- Born: September 24, 1848 Philadelphia, Pennsylvania, U.S.
- Died: 1937 (aged 88–89) Neuilly-sur-Seine, France
- Military career
- Allegiance: United States
- Branch: United States Army

= Alexander Montgomery Thackara =

United States Naval officer (1848–1937)

Alexander Montgomery Thackara (1848–1937), addressed as "Mont" in family correspondence, was born in Philadelphia in 1848. He graduated from the United States Naval Academy at Annapolis in 1869. He served in the Navy for twenty-three years in European and the Far East.

He met Eleanor Sherman, the daughter of William Tecumseh Sherman (Commanding General of the United States Army from 1869–1883), in 1879. They were married on May 5, 1880, at General Sherman's home in Washington D. C. The couple had four children: Alexander Montgomery ("Lex"), William Tecumseh Sherman ("Sherman"), Elizabeth, and Eleanor.
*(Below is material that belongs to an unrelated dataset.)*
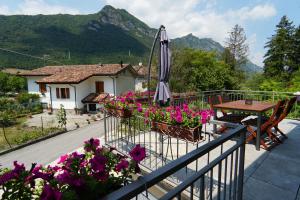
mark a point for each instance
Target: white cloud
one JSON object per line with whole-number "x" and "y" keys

Thackara left the service in 1881 to enter his father's business in Philadelphia. He "was appointed by President William McKinley to serve as a U.S. Consul at Le Havre, France in 1897. He also served as Consul General in Berlin from 1905 to 1913, and President Woodrow Wilson appointed him to be Consul General in Paris in 1913," where he served until 1924. Eleanor played a leading role in the Red Cross in Paris during the First World War. She died in Paris in 1915 and Alexander M. Thackara died in 1937 from bronchial pneumonia in the American Hospital of Paris, located in Neuilly-sur-Seine, France, where he had lived for several years after his retirement.

Many pieces of correspondence between A. M. Thackara and family are housed in the Special Collections of Falvey Memorial Library at Villanova University as part of the Sherman-Thackara Collection.